鶯歌不疑有他,遞了上去,蜜娘塞枕頭底下,裝作若無其事地續集脫衣洗漱,且是心中卻是思索起來,今日她未出門,便是只有江垣,知他身手好,竟是這般悄無聲息,蜜娘毫無知覺且都不知他何時放進去的。
她心如擂鼓,洗漱完后,對鶯歌道:“你自己回去休息吧。”
鶯歌遲疑:“若夜里頭有事兒……?”
“今日就別守著了,歇息歇息吧。”蜜娘溫和地說。
這幾日歡喜病了,都是鶯歌睡在外屋的塌上。
鶯歌便回屋休息了,蜜娘這才翻出那個囊袋,摸了摸,是一個圓圓的東西,應是手鐲什么的,蜜娘打開來,里面還有棉絮給墊著,那一個手鐲就在里頭,蜜娘掏出來,是一個鑲著血玉的金鐲子,棉絮跟著一塊兒掉下來,竟是還有一對耳墜,亦是血玉墜子。
她將金鐲子套進手中,寬個一指半,恰恰正合適,蜜娘褪下來,摩挲著鐲身的花紋,竟是不知如何是好,食指扣在鐲子內側,滑動時,感覺內側亦有凹凸感,似是有字,蜜娘忙把鐲子側過來,里頭有一排字,她掀開被子,吃著腳走下床,到燈火前。
一生如蜜。
且是這四字,讓蜜娘眼睛有些酸脹,像祝愿又似承諾,蜜娘將鐲子貼在心口處,默默不語。
那頭王夫人當真是愁壞了,她且就這一個兒子,如何能不疼惜,但那沈家,她當真是看不上,尋了不少花名冊,且望他能選個別的,她知兒子喜愛有才情的,便挑了許多素有才名的。
竟是被他從頭到腳地挑剔一番,最后道:“母親沒得那真心,還是算了,再過兩年吧。”
再過兩年,王夫人可不氣人,便是入了宮尋她姐姐,德妃同這妹妹向來關系好,外甥兒這般爭氣亦是給她長臉不少。
德妃育有三公主、五公主,三公主已經出嫁,膝下還有一皇子,是下頭的貴人難纏去世了,抱養過來的,如今也到了快成婚的年紀,這姐妹兩同命相連,王夫人連生三女才生出一兒子,德妃只生了兩個公主,兩人最為貼心。
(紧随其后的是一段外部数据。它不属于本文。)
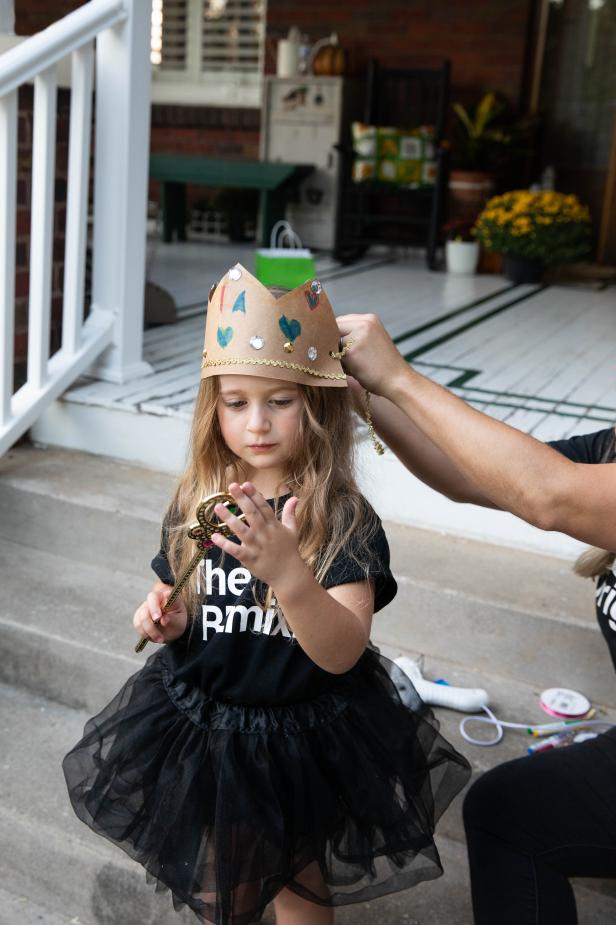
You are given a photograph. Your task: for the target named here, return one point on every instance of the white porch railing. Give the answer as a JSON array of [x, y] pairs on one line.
[[113, 34]]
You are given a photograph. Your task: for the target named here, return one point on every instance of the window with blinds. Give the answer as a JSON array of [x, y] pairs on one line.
[[194, 40]]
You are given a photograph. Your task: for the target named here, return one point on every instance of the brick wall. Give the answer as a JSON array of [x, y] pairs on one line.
[[486, 40], [33, 15]]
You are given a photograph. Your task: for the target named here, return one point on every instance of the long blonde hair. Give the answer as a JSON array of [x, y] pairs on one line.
[[320, 473], [594, 562]]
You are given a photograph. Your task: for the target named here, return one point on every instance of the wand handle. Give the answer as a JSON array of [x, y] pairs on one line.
[[192, 565], [200, 533]]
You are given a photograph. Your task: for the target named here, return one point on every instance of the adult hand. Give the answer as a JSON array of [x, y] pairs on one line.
[[372, 357], [151, 622]]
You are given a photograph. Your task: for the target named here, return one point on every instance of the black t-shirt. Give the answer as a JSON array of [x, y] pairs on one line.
[[592, 448], [239, 651]]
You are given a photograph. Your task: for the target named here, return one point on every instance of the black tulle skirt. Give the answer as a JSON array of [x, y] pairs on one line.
[[334, 798]]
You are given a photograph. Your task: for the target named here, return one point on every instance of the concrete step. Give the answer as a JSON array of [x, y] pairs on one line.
[[517, 614], [20, 910], [57, 868], [514, 613]]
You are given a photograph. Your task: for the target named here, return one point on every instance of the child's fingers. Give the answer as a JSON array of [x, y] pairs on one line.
[[237, 526], [233, 549], [248, 506], [255, 497]]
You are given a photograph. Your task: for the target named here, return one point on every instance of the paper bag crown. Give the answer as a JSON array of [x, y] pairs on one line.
[[248, 331]]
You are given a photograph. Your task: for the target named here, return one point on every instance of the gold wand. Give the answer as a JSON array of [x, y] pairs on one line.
[[200, 533]]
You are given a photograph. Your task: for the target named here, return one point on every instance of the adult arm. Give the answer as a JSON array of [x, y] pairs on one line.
[[420, 456], [515, 471]]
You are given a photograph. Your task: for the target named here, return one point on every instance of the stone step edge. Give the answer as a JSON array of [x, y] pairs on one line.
[[101, 876], [106, 881], [406, 584], [73, 682]]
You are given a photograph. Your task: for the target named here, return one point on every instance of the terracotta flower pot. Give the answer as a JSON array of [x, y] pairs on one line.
[[469, 190]]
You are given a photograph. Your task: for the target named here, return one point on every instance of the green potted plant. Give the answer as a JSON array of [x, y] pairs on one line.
[[488, 141], [534, 230], [461, 247]]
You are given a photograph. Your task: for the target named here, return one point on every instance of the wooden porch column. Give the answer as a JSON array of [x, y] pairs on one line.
[[120, 198]]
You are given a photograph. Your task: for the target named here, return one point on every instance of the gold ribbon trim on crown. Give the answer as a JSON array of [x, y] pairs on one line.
[[249, 331]]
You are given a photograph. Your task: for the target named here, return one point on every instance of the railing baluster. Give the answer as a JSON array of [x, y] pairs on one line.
[[77, 196], [41, 227], [8, 186]]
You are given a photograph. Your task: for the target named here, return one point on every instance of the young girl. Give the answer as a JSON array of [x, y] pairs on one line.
[[264, 752]]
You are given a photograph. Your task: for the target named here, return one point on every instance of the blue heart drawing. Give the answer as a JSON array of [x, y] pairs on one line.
[[240, 303], [224, 335], [290, 327]]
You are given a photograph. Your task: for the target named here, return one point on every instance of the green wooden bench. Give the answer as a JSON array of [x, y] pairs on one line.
[[273, 180]]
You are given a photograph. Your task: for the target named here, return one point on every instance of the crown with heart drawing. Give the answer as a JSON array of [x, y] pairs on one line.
[[251, 332]]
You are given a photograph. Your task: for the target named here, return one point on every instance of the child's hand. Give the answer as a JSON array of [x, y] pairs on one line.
[[268, 546], [150, 621]]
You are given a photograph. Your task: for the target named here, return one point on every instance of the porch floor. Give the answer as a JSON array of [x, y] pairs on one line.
[[541, 359]]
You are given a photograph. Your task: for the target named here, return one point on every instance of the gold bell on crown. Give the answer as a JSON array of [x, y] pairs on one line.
[[250, 332]]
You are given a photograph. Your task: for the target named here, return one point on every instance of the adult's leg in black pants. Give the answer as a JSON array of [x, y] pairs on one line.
[[534, 822]]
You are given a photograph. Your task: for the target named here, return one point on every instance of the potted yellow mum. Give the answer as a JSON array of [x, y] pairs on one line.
[[533, 230]]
王夫人便是訴苦道:“這京城里頭不知多少好姑娘,他竟是就瞧上了那么一家落魄戶!”
德妃理解,那謄哥兒可是她妹子的心尖尖,就這一兒子如何能不小心一些,德妃此生無子,同娘家幾個兄弟不大親近,侄兒也不大出息,就是妹妹家的謄哥兒最得她的心。
“可是什么人家?這家中是什么情況?”
“就是那沈家,不知用了什么手段,奪了謄兒的探花郎。還有那陳家,也是眼睛瞎,竟是瞧不上謄兒瞧上那一戶。”王夫人憤憤道。
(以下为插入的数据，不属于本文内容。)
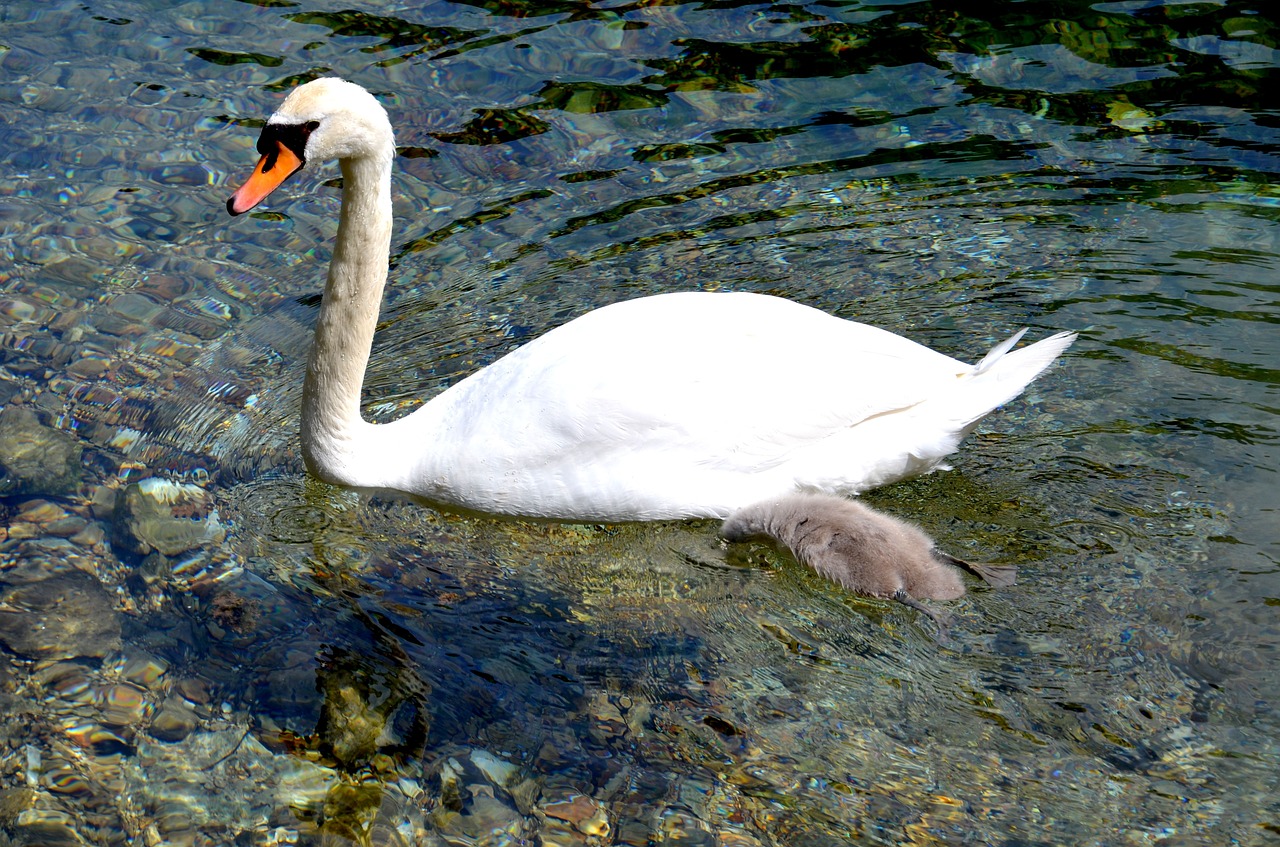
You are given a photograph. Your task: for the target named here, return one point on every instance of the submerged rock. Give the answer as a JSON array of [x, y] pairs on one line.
[[165, 517], [63, 617], [36, 458]]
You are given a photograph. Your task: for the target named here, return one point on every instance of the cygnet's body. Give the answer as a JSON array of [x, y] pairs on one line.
[[864, 550]]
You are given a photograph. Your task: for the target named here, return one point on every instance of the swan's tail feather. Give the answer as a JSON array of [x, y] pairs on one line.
[[1001, 376], [999, 351]]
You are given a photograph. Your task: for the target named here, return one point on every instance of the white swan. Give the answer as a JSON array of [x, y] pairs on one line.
[[676, 406]]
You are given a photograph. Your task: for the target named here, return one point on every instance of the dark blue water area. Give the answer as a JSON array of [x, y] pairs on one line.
[[236, 653]]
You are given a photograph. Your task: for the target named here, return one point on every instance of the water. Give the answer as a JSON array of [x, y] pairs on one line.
[[947, 170]]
德妃忙阻止道:“妹妹這話千萬別再說了,這結果是皇上定的……”
王夫人有些訕訕。
德妃望了望殿內,見殿內都是自己人便是放下心來,“那沈家姑娘可就是太后喜愛的那個?”
王夫人點點頭。
德妃思索了一下,有些迷蒙道:“那沈家,我聽說,是個殷實的人家,沈家老爺,似也是功名人,怎么得就是落魄戶了?”
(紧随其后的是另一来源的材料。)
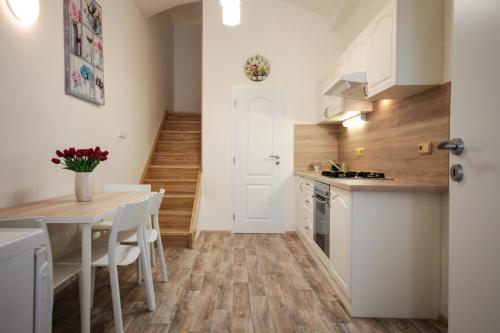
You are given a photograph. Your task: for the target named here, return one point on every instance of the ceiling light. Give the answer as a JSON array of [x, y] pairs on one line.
[[26, 11], [355, 121], [231, 13]]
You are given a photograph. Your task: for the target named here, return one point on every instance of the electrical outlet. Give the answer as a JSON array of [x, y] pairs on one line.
[[360, 152], [425, 148]]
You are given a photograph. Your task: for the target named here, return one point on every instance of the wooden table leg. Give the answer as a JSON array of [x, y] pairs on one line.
[[85, 277]]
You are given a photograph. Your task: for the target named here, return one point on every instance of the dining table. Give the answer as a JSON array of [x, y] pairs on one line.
[[66, 210]]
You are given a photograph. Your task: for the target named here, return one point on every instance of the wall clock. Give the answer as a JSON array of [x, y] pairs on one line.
[[257, 68]]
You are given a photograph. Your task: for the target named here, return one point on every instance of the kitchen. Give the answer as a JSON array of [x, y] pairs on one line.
[[371, 182], [331, 168]]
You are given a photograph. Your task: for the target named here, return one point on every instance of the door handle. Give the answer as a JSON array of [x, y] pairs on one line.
[[456, 146]]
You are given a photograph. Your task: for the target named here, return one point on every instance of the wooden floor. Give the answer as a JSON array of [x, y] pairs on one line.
[[229, 283]]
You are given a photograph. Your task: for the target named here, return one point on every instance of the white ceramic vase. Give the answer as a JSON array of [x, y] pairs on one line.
[[84, 186]]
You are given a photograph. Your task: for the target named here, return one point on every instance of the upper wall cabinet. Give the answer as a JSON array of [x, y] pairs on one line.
[[405, 48]]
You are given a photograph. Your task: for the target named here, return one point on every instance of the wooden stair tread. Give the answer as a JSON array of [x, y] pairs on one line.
[[180, 132], [161, 166], [176, 121], [174, 153], [170, 180], [173, 231], [184, 113], [179, 196], [175, 212], [166, 142]]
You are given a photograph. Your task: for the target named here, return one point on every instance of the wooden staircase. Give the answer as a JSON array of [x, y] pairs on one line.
[[175, 165]]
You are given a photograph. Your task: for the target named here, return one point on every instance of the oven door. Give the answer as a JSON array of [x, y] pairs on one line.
[[322, 223]]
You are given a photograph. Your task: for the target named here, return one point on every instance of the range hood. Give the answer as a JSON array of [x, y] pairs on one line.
[[350, 86]]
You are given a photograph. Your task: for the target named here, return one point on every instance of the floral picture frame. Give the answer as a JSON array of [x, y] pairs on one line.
[[84, 51]]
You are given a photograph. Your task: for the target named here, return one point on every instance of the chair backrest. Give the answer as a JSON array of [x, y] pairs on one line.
[[130, 216], [127, 188], [43, 322], [156, 199]]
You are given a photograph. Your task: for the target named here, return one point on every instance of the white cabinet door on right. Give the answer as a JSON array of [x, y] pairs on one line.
[[382, 53], [299, 203], [340, 238]]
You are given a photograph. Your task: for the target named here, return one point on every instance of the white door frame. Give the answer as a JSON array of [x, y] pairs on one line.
[[233, 152]]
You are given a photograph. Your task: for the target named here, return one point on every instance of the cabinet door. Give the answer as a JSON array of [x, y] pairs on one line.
[[299, 203], [382, 52], [340, 238], [356, 57]]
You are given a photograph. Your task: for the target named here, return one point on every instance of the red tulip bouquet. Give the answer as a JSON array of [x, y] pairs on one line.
[[82, 162]]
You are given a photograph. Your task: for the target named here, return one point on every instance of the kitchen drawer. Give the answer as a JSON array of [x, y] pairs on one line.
[[308, 202], [307, 186], [308, 227]]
“姐姐在宮里頭有所不知,那沈家行商道,開那甚春芳歇,哪家正經讀書人做那等事兒!”
德妃:“那春芳歇可是皇上稱贊那一家?”
王夫人不情不愿地點點頭。
德妃算是明白了,她妹子是不喜歡人家,大底是哪兒都看不順眼的。她暗想,皇上和太后似是很喜歡那沈家,皇上給新科探花郎賜了表字,還稱贊春芳歇,太后喜歡沈家姑娘,這沈家如今瞧著家世不顯,但同陳家聯姻,似是同懷遠侯關系也不錯。德妃心中有一番思索,兒子也大了,是需幾個助力,娘家不得力,如今瞧著也只有謄哥兒是個有能耐的。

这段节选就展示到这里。